Farrah Fawcett is dying, she and those who love her are in pain, and her documentary was powerful, in a very disturbing way. I think criticizing her or Ryan O’Neal or her son, who happens to have a drug addiction that like thousands of others, he is unable to shake, is crude. I also have a lot of admiration for Alana Stewart, who apparently has been by her side through this entire, awful ordeal.

As to the film’s effect on viewers, while some say it may promote early detection and cause people to seek treatment, I wonder whether it’s not equally possible others will say, “Just let me go now. If that’s what ahead, why bother?” Particularly those without the support system Farrah has.

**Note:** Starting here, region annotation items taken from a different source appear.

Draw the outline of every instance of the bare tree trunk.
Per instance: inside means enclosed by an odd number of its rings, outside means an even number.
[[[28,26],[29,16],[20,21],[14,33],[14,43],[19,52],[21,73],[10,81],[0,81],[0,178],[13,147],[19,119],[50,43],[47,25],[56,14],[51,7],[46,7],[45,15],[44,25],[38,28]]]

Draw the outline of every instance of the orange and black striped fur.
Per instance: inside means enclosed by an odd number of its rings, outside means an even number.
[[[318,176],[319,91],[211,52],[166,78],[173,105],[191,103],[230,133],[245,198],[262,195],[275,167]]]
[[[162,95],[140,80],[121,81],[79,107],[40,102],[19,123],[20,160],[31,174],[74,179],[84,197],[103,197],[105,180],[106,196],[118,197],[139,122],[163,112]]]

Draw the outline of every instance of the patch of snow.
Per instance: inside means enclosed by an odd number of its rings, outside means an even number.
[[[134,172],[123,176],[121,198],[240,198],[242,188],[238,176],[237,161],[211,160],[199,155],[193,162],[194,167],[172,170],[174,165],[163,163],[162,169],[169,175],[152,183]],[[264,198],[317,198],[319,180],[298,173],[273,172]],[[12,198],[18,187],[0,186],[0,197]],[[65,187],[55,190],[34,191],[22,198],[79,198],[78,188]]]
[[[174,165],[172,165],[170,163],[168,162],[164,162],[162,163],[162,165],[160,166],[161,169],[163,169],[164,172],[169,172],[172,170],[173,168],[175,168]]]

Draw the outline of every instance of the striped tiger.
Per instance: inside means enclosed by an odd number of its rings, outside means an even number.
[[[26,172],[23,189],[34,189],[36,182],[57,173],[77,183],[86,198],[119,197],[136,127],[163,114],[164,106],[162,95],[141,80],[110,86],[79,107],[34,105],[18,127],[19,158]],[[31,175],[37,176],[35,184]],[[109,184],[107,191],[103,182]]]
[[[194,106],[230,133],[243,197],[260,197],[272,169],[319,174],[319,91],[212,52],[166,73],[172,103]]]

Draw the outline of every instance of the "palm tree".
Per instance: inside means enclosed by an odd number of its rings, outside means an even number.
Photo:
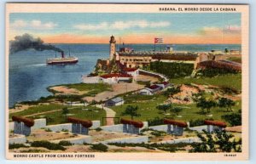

Of the comments to the article I read, I think this one most sums up my attitude on the show:

I am disappointed to see “Farrah’s Story” being critiqued as if to say there is a “right” way or “wrong” way for a person to present their end of life story…. or the choices that one makes to seek help and remission for their illness.

I admire Ms. Fawcett’s grace in exploring and attempting to make sense of this obviously painful [literally and emotionally] time in her life.

Other news articles on the documentary:

One thought on “Reactions to “Farrah’s Story”

  1. 2ndof5 says:

    Look at this from another angle. Farrah is sharing her most private moments in life with people who are solidly committed to being with her on this journey. The illness is tragic, but the relationships that are showing are incredibly beautiful.